Kusin J A, Kardjati S, van Steenbergen W M, Renqvist U H
Department of Nutrition, Royal Tropical Institute, Amsterdam, The Netherlands.
Eur J Clin Nutr. 1991 Feb;45(2):77-84.
Weight and length of infants, born in two villages in Madura, East Java were measured longitudinally from birth to 12 months (n = 391). In a sub-sample (n = 76) the intake of breast milk and additional foods during 48 h were also measured. The shape of the weight curve of Madurese infants is comparable to that of healthy, exclusively breast-fed infants in the UK and US during the first 6 months of life, in spite of the custom to force-feed from as early as the first week. The use of a more 'appropriate' growth curve of exclusively breast-fed, healthy infants instead of the NCHS reference failed to define more accurately the age at which growth faltering starts. It is recommended to use weight increments as an indicator of the onset of growth faltering. Breast milk intake correlated significantly with attained weight. However, it explains only a small percentage of the variation in weight, viz. 12-24 per cent. There was no correlation between energy or protein intake from breast milk and additional foods and weight gain.

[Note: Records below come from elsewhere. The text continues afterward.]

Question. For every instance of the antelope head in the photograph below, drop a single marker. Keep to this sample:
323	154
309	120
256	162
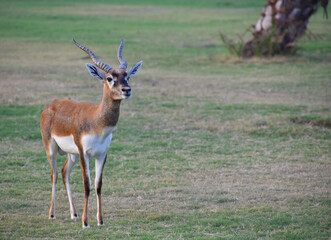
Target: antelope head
116	80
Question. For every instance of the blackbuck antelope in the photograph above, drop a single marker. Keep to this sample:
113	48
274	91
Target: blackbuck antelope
83	130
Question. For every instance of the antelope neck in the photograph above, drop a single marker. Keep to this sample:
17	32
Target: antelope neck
109	109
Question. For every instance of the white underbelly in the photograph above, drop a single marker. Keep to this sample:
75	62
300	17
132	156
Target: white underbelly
67	144
94	145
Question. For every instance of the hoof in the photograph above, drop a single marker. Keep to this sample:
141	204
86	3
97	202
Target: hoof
101	224
74	217
86	226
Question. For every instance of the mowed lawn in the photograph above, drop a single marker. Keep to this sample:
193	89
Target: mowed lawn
209	146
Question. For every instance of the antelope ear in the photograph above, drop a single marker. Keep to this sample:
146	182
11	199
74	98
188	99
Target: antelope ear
94	71
134	70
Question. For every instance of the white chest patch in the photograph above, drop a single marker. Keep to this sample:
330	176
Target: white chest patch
96	145
66	144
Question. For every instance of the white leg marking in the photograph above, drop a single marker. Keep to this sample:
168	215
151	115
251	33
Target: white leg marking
72	161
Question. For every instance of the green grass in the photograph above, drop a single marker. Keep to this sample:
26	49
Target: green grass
209	146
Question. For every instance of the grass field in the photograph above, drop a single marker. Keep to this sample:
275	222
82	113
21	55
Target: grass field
209	146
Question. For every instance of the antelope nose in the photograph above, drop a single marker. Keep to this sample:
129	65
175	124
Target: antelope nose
126	90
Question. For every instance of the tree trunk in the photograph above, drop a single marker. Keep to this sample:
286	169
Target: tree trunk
281	23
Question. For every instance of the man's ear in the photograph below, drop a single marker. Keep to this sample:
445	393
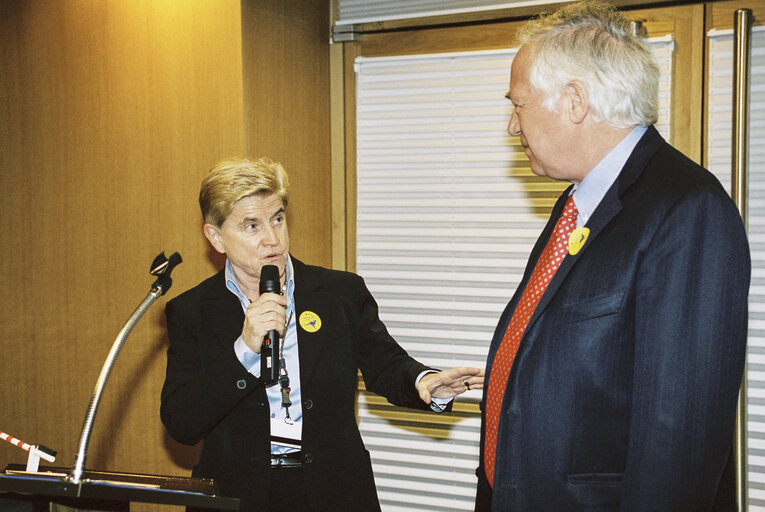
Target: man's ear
214	236
578	101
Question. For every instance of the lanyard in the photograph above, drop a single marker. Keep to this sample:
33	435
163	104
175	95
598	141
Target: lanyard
284	379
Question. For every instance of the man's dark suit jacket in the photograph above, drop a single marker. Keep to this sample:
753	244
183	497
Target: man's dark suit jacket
622	396
208	395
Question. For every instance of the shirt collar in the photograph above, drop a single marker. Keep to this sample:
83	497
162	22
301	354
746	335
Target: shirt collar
232	283
590	191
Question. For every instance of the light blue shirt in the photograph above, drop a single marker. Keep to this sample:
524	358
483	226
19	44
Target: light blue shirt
251	360
590	191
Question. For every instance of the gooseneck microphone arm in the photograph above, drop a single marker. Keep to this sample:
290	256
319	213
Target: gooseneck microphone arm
161	267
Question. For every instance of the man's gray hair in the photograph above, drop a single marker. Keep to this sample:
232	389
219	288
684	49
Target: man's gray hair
592	43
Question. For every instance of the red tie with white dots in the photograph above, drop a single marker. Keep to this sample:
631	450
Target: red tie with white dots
546	266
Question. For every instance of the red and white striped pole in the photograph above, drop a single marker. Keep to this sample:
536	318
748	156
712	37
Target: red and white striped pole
36	452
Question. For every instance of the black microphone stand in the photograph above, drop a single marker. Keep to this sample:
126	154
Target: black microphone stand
161	267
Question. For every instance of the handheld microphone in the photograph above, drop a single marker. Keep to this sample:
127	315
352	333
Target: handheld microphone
269	351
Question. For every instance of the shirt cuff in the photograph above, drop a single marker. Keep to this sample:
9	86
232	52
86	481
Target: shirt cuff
249	359
436	404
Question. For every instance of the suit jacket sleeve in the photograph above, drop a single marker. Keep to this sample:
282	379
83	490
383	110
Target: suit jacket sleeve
690	336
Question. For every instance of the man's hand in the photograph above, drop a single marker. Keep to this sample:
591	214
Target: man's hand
267	313
449	383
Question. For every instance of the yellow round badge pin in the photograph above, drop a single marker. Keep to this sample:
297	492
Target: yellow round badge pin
310	321
577	239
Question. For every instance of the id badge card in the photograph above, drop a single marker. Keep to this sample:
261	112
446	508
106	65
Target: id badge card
285	432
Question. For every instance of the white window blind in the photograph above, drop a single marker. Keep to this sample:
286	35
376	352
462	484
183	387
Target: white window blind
364	11
719	150
448	211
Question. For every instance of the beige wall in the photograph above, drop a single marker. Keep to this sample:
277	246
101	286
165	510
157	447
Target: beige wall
111	111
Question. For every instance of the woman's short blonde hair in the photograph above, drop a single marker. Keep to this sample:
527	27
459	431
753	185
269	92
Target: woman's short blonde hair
233	179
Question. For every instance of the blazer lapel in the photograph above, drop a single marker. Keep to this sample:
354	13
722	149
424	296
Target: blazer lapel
223	312
310	299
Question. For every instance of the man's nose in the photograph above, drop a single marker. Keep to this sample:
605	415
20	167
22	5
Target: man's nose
514	127
271	237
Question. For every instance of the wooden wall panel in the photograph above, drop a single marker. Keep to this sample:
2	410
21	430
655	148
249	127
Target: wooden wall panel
110	114
287	111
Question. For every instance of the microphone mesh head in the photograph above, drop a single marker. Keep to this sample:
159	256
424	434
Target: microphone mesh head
269	279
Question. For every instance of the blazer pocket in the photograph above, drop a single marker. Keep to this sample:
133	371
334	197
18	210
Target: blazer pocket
590	308
595	492
595	479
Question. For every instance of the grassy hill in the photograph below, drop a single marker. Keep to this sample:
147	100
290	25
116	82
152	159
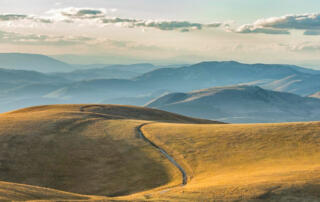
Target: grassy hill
248	162
316	95
94	152
84	149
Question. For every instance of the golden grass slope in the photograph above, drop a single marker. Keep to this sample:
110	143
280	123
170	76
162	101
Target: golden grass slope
19	192
92	150
249	162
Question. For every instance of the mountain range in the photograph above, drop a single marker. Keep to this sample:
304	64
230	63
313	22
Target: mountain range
138	84
240	104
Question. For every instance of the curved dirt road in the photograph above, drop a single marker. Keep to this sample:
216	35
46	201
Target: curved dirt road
170	158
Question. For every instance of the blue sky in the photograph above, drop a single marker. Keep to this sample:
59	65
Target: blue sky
167	31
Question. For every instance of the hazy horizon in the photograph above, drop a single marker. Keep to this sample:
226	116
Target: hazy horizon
168	32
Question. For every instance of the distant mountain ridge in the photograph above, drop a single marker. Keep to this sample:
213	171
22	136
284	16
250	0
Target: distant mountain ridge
137	84
33	62
240	104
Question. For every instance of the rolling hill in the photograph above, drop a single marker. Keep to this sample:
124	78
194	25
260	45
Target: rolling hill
108	72
316	95
302	84
84	149
32	62
240	104
244	162
95	152
208	74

对东爪哇省马都拉两个村庄出生的婴儿从出生到12个月进行了纵向体重和身长测量(n = 391)。在一个子样本(n = 76)中,还测量了48小时内的母乳和其他食物摄入量。尽管有从出生第一周就开始强制喂养的习俗,但马都拉婴儿的体重曲线形状在出生后的前6个月与英国和美国健康的纯母乳喂养婴儿相似。使用更“合适”的纯母乳喂养健康婴儿生长曲线而非美国国家卫生统计中心(NCHS)的参考曲线,未能更准确地确定生长发育迟缓开始的年龄。建议使用体重增长作为生长发育迟缓开始的指标。母乳摄入量与体重显著相关。然而,它仅解释了体重变化的一小部分,即12% - 24%。母乳和其他食物中的能量或蛋白质摄入量与体重增加之间没有相关性。